De que serve a liberdade
Quando os livres têm que viver entre os não-livres?
De que serve a razão
Quando só a sem-razão arranja a comida de que cada um precisa?
Em vez de serdes só bondosos, esforçai-vos
Por criar uma situação que torne possível a bondade, e melhor;
A faça supérflua! Em vez de serdes só livres, esforçai-vos
Por criar uma situação que a todos liberte
E também o amor da liberdade
Faça supérfluo!
Em vez de serdes só razoáveis, esforçai-vos
Por criar uma situação que faça da sem-razão dos indivíduos
Um mau negócio!”

(Bertold Brecht, in ‘Lendas, Parábolas, Crónicas, Sátiras e outros Poemas’; trad. Paulo Quintela)

Comments

  1. Nightwish says:

    Não duvido que a “escalada” de conflitos à volta do europeu se deve ao aumento da xenofobia causada por este tipo de discursos. Bem a calhar numa altura de desintegração europeia.

  2. Oh freguês, compre um e leve três.

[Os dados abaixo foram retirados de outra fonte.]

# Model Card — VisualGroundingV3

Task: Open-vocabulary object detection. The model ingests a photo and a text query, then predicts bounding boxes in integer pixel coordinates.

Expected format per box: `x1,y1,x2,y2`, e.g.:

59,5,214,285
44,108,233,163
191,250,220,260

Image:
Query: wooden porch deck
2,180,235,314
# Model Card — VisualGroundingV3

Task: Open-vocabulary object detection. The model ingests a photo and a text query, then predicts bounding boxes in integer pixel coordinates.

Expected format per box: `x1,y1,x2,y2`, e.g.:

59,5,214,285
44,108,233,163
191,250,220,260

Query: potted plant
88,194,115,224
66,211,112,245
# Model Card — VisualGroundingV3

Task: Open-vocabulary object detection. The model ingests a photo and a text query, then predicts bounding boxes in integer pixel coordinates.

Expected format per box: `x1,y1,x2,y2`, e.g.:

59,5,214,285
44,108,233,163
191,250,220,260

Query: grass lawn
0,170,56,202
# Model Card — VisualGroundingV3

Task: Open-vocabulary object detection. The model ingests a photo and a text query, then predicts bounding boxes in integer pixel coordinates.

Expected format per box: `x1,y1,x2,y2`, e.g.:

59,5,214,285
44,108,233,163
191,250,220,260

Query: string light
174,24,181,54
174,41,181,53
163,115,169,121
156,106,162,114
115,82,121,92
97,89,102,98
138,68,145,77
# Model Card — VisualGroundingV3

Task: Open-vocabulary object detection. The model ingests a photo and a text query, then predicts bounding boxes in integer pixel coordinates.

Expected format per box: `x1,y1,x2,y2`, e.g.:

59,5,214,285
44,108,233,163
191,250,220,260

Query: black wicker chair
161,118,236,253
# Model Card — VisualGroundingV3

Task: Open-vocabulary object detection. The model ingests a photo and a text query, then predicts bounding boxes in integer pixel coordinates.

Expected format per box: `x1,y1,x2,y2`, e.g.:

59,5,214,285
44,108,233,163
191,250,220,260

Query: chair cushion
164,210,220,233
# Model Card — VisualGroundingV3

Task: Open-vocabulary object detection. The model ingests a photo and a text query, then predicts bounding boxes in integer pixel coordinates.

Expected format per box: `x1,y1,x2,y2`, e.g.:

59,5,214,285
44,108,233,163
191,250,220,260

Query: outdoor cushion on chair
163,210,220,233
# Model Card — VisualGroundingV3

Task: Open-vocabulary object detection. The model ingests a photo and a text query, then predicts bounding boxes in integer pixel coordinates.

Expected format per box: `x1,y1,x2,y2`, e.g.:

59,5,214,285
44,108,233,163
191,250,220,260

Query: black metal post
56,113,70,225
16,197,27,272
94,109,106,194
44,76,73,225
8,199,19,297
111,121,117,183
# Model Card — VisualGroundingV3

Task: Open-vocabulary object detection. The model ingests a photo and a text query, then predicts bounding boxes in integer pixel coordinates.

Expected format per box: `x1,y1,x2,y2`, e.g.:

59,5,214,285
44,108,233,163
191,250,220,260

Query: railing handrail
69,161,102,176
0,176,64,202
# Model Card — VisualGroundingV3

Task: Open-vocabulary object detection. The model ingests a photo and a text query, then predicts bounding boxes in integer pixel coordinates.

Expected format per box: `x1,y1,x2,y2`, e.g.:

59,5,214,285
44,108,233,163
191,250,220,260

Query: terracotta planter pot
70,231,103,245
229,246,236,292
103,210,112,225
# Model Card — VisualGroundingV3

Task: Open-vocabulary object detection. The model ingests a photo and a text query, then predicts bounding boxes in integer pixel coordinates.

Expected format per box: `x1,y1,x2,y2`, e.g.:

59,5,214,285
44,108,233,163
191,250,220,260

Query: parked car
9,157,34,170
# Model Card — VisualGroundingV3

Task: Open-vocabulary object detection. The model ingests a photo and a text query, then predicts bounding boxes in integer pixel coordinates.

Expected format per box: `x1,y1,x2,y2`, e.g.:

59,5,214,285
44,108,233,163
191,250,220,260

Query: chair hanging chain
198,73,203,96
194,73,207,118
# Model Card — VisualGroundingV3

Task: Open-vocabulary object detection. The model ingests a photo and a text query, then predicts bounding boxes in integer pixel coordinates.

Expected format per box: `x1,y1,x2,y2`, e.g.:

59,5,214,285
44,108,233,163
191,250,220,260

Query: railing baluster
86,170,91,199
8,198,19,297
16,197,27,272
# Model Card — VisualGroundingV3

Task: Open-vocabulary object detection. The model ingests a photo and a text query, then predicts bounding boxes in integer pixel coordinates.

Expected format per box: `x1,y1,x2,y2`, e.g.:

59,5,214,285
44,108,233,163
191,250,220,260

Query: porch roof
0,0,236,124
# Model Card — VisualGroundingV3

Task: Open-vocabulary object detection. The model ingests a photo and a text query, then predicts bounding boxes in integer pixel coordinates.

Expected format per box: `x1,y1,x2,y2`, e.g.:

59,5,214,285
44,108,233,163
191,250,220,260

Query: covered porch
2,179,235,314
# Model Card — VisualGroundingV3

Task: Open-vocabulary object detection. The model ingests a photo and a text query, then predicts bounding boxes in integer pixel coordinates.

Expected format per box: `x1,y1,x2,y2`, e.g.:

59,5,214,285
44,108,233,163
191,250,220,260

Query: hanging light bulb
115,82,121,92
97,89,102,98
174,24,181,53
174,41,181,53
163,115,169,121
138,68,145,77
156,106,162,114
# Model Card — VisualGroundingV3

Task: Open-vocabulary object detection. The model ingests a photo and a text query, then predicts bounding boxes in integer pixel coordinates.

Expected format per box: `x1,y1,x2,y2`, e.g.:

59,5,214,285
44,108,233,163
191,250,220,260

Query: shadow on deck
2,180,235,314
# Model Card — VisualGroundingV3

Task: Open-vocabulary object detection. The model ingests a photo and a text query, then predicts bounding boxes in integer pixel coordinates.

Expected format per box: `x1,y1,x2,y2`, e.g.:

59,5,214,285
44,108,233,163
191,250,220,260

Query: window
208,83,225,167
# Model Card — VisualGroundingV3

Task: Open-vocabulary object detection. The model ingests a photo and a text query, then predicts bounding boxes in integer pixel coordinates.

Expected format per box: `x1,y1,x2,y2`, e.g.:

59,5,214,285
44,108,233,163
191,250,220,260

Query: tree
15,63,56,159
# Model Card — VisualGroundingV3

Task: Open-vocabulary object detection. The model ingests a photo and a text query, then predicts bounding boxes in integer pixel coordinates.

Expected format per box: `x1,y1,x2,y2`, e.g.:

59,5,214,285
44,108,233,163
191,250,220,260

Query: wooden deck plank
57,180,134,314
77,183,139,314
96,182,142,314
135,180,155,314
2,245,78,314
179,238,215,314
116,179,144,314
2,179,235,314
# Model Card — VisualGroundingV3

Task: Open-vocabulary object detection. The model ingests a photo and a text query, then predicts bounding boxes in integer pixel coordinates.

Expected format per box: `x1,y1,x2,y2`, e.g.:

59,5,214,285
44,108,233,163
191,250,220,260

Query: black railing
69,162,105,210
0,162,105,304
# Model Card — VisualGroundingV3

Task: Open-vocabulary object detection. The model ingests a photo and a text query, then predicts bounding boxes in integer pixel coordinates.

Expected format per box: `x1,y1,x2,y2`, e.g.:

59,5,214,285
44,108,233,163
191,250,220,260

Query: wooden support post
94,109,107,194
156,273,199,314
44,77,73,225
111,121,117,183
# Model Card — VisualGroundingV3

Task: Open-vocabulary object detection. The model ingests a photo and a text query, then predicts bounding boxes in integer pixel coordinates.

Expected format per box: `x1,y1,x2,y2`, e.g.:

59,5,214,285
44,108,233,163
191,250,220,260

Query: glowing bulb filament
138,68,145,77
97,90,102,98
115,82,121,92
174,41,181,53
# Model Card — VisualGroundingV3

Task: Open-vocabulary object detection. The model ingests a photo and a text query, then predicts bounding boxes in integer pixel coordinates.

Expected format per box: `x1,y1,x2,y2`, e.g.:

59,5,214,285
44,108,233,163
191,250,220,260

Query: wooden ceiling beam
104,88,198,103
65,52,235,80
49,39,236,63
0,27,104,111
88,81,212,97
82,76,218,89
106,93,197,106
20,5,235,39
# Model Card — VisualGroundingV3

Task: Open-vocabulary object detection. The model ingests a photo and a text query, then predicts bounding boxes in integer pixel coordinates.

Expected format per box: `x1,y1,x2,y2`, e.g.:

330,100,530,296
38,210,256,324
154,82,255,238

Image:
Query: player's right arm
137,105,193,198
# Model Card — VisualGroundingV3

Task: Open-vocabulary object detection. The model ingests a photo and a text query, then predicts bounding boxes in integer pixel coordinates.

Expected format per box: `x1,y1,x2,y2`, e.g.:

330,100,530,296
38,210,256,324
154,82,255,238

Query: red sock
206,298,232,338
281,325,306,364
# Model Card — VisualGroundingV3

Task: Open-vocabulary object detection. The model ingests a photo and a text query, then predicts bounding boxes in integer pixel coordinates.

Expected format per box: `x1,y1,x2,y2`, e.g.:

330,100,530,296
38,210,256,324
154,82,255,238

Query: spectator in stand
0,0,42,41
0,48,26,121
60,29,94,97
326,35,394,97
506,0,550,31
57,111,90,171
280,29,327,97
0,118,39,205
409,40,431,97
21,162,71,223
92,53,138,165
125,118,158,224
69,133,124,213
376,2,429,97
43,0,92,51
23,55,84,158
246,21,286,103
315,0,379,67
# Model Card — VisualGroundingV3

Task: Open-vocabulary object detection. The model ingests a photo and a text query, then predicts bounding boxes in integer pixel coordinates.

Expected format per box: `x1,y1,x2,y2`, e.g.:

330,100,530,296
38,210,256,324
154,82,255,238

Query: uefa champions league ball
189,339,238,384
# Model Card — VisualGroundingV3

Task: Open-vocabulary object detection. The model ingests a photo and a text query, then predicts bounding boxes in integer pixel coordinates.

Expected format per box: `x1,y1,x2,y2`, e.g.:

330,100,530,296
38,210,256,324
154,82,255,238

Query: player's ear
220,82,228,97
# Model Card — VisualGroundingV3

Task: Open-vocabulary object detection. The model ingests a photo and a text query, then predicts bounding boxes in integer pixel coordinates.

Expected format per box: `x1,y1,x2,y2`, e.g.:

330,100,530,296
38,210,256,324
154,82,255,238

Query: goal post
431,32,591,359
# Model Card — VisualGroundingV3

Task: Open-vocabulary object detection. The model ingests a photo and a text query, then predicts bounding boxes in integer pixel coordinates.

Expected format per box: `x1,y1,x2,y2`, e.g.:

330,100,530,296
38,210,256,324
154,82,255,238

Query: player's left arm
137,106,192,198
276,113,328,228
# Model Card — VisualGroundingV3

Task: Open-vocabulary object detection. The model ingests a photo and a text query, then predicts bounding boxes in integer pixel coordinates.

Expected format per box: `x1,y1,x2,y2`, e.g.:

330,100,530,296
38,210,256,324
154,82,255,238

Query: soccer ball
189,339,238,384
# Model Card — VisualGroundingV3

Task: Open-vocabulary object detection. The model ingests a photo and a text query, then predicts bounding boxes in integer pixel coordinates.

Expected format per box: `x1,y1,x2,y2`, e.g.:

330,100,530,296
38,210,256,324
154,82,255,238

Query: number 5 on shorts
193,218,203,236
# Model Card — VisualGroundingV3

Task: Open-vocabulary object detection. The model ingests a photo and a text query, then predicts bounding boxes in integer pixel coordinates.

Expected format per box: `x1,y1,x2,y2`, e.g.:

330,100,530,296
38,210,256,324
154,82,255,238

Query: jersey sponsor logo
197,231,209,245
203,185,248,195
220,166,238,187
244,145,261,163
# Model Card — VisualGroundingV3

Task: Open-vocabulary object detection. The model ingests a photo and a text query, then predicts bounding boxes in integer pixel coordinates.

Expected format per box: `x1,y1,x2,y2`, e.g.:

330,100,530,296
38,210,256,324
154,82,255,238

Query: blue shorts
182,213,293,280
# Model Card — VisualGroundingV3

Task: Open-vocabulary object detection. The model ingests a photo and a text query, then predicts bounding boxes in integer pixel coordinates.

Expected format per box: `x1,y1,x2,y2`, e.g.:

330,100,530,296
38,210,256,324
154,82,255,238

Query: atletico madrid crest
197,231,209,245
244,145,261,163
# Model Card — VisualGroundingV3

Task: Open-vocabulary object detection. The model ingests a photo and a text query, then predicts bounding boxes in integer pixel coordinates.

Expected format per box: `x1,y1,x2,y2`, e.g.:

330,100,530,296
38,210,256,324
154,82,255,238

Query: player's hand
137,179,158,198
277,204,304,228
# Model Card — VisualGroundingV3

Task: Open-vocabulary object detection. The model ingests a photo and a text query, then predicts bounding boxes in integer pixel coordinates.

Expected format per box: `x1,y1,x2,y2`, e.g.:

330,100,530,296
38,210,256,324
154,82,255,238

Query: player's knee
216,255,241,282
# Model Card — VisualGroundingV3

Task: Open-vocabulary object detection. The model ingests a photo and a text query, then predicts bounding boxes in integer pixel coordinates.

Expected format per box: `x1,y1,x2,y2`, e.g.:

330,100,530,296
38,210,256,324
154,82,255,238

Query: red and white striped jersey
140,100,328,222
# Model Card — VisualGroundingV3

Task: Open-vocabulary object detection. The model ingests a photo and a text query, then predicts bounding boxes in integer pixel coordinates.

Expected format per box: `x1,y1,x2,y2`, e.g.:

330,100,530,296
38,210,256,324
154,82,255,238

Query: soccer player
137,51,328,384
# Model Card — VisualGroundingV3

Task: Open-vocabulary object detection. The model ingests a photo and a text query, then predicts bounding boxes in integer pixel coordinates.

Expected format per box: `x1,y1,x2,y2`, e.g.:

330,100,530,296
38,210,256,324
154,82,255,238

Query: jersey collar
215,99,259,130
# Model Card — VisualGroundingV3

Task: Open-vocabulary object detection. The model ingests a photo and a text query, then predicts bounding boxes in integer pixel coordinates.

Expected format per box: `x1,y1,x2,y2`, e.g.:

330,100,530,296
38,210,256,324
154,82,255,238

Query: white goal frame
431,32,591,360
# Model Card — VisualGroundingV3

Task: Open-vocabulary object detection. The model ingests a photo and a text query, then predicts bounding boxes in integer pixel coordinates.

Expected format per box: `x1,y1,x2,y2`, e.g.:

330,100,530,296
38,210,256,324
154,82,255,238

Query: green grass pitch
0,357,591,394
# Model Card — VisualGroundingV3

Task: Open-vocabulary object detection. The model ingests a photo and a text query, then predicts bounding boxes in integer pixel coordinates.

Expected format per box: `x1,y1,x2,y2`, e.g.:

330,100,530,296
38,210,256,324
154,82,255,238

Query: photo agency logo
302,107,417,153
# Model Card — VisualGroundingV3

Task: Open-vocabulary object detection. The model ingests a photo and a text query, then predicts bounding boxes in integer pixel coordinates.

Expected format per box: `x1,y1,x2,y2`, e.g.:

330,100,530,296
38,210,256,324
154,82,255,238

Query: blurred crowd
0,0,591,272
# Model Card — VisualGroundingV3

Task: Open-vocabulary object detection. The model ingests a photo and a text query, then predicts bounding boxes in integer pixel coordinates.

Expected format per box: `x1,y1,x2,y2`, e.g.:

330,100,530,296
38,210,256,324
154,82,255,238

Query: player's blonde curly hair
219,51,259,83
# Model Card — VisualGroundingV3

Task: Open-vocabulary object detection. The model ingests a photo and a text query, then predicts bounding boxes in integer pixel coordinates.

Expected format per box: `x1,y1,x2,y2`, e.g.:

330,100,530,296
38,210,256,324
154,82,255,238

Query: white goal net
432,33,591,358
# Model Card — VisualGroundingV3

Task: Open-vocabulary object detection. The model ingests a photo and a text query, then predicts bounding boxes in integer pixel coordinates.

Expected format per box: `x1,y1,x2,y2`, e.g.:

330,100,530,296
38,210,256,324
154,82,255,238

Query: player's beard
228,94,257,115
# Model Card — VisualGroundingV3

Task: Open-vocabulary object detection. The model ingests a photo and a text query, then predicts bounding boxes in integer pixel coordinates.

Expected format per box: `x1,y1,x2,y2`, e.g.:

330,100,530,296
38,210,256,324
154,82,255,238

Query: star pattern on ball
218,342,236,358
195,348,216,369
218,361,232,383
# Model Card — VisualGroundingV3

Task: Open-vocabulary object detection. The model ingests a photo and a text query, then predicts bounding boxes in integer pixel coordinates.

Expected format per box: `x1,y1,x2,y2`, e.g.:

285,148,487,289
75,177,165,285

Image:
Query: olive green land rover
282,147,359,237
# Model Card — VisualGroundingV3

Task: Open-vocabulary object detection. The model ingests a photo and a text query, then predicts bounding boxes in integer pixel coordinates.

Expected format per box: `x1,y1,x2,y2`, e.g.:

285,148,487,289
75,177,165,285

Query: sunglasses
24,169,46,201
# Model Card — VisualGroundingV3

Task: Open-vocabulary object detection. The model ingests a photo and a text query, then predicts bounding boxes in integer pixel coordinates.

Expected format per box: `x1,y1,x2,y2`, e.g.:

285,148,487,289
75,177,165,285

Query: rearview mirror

Uma autêntica e serôdia paródia.

  3. Acontece que o assassino de Orlando era muçulmano, e tentou se justificar para dar legitimidade ao ato que iria praticar, misturando tudo, Hezbullah (movimento xiita) e EI e al-Qaeda (ambos de cariz sunita). Simultaneamente outro homem que não era muçulmano quis atacar a parada de Gay Price em Los Angeles. Porque acontecia não ser muçulmano, e falhou na tentativa de praticar o ato, não interessa para a notícia.

    Todos os seguintes grandes números de assassinatos de gays, nunca foram analisados ou classificados como sendo terroristas, ou se tentou dar qualquer carater religioso, ou ideológico aos mesmos, ou se cupabilizou a cultura das pessoas que os cometeram:

    https://76crimes.com/100s-die-in-homophobic-anti-gay-attacks-statistics-updates/

    • Rui Silva says:

      Tayeb, num” mundo muçulmano”, a questão gay/lesbicas, nem sequer se colocaria, pois seriam dos primeiros a serem eliminados, as mulheres seriam poupadas pois prestam serviços sexuais e procriação.

      Rui Silva

      • Consegue explicar porque mataram tantos gays na América Central e Sul?

        • Rui Silva says:

          Não percebi a sua questão. pode reformular ?

          cumps

          Rui silva

          • Leia por favor o link na minha resposta. Afinal não é só um muçulmano que assassina gays. Parece que são massacrados nas Américas Central e do Sul.

        • joão lopes says:

          facilmente o tipo comprou armas e ainda mais facilmente matou.pelos vistos teria um “ligeiro” problema de afirmação sexual.E bebia muito.parece um argumento para o taxidriver.tudo o resto…é demagogia.

    • Nightwish says:

      Ao que consta, o Omar Mateen era tão muçulmano que gostava de ir beber para bares gay e fazer-se a colegas masculinos.